Gloria Nord, 87, a roller- and ice-skating star adored by millions in the 1940s and 1950s for her balletic finesse and theatrical flamboyance, died Dec. 30 at a hospital in Mission Viejo, Calif. She suffered a series ailments in recent months, but her family declined to provide a cause of death.

Ms. Nord was known as the "Sonja Henie of roller skates" after the Olympic champion who starred in lavish musical ice-skating productions. She attracted sellout audiences across the country as the leading lady in "Skating Vanities," a roller-extravaganza that opened in 1942. The show, which featured a cast of 100 waltzing, conga-dancing skaters in glitzy costumes of ostrich plumes and sequins, played to more than 1 million people during its first two tours.
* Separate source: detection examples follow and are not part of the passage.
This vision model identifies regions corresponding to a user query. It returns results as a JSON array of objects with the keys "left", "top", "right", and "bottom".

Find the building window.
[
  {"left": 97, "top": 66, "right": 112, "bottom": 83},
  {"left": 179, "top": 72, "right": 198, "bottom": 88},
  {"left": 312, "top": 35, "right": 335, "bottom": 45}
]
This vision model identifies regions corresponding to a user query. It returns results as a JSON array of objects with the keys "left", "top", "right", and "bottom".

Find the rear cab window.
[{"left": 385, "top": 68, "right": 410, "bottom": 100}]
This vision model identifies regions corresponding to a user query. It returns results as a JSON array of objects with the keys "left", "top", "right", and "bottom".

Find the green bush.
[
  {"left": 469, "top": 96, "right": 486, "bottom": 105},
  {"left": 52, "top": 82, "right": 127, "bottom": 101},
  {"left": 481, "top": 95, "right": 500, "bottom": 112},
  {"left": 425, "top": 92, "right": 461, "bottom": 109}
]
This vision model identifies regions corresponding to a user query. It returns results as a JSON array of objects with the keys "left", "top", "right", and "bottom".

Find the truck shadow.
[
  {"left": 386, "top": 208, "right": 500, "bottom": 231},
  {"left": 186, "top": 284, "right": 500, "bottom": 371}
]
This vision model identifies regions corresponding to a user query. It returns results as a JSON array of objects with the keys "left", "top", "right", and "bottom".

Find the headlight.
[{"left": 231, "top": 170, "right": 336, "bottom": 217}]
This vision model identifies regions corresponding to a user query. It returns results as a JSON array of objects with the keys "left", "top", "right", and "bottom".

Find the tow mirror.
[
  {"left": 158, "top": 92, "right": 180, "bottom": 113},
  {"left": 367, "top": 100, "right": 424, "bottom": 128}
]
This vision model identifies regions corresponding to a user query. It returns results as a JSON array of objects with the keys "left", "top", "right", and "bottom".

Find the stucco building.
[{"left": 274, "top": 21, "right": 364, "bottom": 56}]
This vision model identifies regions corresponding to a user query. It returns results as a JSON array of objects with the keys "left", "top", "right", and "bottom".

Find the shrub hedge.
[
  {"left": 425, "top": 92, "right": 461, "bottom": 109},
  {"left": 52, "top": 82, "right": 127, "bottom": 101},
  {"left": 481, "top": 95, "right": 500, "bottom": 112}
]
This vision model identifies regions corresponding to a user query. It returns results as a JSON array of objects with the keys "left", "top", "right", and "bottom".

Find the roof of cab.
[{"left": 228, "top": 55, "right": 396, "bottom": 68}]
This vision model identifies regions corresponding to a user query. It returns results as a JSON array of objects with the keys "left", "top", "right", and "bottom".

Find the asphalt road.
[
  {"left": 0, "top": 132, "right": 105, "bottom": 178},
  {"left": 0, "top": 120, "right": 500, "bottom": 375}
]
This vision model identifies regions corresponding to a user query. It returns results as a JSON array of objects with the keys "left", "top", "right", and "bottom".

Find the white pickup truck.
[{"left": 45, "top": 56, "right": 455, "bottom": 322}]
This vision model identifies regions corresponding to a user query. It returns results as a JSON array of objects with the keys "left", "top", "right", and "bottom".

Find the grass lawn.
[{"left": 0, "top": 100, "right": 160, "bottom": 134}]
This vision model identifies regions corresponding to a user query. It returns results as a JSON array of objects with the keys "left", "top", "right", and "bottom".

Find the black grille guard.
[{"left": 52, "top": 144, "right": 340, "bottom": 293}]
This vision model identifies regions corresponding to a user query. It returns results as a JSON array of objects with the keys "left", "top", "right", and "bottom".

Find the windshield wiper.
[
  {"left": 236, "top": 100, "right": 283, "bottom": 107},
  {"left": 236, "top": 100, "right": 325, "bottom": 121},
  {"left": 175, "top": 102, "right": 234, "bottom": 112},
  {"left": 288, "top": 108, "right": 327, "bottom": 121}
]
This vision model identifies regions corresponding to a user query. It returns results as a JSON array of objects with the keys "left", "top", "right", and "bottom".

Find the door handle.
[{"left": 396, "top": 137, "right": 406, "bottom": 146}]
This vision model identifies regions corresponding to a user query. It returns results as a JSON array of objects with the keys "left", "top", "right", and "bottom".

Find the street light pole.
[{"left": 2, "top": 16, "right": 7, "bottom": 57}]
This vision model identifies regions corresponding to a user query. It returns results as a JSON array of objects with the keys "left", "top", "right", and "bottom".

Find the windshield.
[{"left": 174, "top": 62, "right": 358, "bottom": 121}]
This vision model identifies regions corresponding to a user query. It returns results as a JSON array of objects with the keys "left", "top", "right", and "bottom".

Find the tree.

That success helped propel Ms. Nord -- "a 19-year-old blonde of smiles and bounce," according to The Washington Post -- onto magazine covers and into the movies, where she appeared on skates in the 1944 Betty Grable movie "Pin Up Girl."
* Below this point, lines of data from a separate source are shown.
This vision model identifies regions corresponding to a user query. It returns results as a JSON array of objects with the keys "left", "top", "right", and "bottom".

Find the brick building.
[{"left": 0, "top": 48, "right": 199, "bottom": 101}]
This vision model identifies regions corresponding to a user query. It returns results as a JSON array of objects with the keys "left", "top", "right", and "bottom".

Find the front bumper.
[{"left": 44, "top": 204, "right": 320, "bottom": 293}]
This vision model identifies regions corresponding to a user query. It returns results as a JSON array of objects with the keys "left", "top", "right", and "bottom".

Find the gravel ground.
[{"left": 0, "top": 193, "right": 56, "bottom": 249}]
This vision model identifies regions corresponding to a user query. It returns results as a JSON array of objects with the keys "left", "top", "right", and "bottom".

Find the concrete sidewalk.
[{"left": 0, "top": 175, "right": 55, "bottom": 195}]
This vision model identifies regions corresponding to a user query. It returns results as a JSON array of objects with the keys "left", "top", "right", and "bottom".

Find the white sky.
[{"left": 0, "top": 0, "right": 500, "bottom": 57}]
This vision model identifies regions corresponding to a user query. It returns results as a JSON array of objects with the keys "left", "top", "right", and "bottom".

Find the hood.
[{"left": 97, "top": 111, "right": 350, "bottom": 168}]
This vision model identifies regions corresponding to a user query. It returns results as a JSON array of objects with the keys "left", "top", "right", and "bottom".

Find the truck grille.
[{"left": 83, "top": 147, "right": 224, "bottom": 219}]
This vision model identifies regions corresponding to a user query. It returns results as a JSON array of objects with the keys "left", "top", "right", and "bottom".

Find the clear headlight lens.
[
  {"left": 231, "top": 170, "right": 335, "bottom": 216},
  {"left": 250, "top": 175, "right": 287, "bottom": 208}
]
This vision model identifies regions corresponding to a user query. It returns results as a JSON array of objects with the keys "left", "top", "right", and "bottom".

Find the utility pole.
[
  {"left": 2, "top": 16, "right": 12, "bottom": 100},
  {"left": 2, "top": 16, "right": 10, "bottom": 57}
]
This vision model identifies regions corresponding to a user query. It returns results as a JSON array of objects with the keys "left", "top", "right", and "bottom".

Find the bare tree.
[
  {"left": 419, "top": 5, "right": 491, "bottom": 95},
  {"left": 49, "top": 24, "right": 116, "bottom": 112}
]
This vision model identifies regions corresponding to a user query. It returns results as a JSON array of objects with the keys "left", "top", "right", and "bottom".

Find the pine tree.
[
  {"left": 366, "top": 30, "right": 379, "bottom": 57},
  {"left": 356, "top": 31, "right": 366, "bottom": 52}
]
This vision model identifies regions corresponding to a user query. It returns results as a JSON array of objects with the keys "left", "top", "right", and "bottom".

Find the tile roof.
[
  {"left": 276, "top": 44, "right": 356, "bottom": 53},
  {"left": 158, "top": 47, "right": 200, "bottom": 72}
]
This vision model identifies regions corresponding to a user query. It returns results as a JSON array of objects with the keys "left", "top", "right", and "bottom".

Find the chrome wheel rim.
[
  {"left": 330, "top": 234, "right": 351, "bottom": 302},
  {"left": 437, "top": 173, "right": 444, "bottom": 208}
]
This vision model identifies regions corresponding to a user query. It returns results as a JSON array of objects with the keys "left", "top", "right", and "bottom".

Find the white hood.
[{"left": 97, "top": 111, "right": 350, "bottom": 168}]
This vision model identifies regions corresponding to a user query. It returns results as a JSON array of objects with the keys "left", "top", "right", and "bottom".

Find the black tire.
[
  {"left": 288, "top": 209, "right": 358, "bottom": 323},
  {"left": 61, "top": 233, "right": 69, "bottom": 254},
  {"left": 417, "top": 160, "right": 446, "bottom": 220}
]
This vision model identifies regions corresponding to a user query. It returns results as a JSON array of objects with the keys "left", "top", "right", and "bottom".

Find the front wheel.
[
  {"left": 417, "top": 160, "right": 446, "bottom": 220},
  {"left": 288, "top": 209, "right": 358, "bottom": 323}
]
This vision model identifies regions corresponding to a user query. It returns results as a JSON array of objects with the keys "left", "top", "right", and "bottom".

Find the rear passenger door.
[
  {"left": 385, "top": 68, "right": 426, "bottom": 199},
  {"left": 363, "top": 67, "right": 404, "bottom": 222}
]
With her looks and dazzle, Ms. Nord won a loyal fan base among U.S. servicemen, and many requested her photograph or her hand in marriage. She received 12 diamond rings from near-strangers, she told a reporter, and accepted none of them.
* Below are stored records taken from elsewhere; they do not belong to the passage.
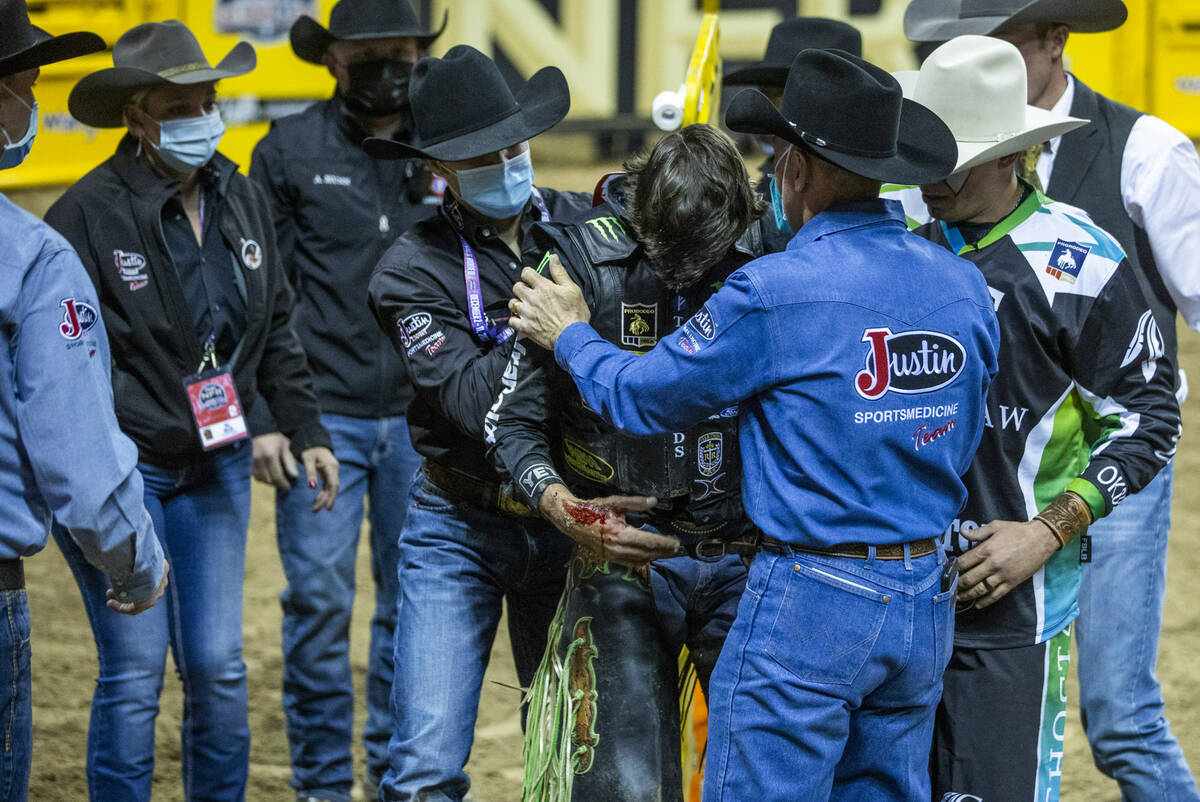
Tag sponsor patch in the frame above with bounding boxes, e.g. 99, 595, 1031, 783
1046, 240, 1092, 285
854, 328, 966, 401
620, 304, 659, 348
113, 249, 150, 292
241, 239, 263, 270
563, 437, 617, 484
59, 298, 100, 340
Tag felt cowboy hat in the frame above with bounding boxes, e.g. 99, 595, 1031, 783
67, 19, 257, 128
896, 36, 1088, 173
288, 0, 450, 64
725, 49, 958, 184
904, 0, 1129, 42
0, 0, 104, 78
362, 44, 571, 161
724, 17, 863, 89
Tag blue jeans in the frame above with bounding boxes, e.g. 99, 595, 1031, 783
0, 591, 34, 802
379, 473, 572, 802
275, 414, 420, 802
54, 441, 251, 802
704, 552, 954, 802
1075, 462, 1200, 802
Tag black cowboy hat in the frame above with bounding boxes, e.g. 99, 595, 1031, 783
288, 0, 450, 64
0, 0, 104, 78
724, 17, 863, 89
725, 49, 959, 184
67, 19, 257, 128
904, 0, 1129, 42
362, 44, 571, 161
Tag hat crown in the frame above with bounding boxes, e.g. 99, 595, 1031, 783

In the 1950s, Ms. Nord traded wheels for blades to perform in ice-skating productions at London's Wembley Arena, where she gained an enthusiastic following. In 1953, she was asked to give a command performance for Queen Elizabeth II -- making her the first skater to achieve that distinction, said Roy Blakey, who runs an archive of theatrical ice-skating memorabilia.

"Here was Gloria, who was known mostly for her sex appeal and glamour, getting this big honor," Blakey said. "It really ruffled the feathers of a lot of English skaters who had won medals in their sports."

Gloria Nordskog was born Aug. 2, 1922, in Santa Monica, Calif., and she was a natural redhead. "It's a bottle job," she said of her famous platinum locks.

Ms. Nord grew up in Hollywood "with a golden spoon in my mouth," she later said. Her father, music industry entrepreneur Andrae Nordskog, helped bring the first concerts to the Hollywood Bowl.

She said she dreamed of a career in dance or Broadway musical theater. Her career took a different turn when the publisher of Skating Review magazine spotted her twirling on a pair of homemade roller skates at the Hollywood Rollerbowl.

The publisher cast her in a traveling roller-dance exhibition, and on a trip to Chicago in 1938, she caught the eye of Minneapolis boxing promoter Harold Steinman. Hoping to replicate the success of Henie's ice-skating productions, Steinman chose Ms. Nord as his star on wheels. "Skating Vanities" was born.

The production traveled to large arenas, such as Madison Square Garden in New York and Chicago Stadium, and eventually to Europe. As her roller-star rose, Ms. Nord expanded her repertoire to include ice-skating. In London, she performed through the 1950s in holiday performances such as "Cinderella on Ice" and "Humpty Dumpty on Ice."

After a brief tour in Australia, Ms. Nord moved to California, and she gave her last performances in Los Angeles in the early 1960s. She retired to Mission Viejo, where she continued to dance socially and wear high heels, despite two hip replacements.

Ms. Nord had no children, and no immediate family members survive. Two marriages -- one to her "Skating Vanities" partner and the other to an Australian acrobat -- ended in divorce.

At the peak of her fame, Ms. Nord insured her legs and ankles for $20,000, a precaution against the many hazards of her trade.

On tour in California, an errant spangle caught her skate as she landed from a high split jump and sent her sliding across the floor on her stomach. In Chicago, she fell hard on her hip after striking a fallen bobby pin. She fell often enough on ice, one report said, that stagehands took bets on the number of times she would lose her footing.

"I had a marvelous life," she told the Orange County Register in 1993, "but I could hardly walk after skating a show."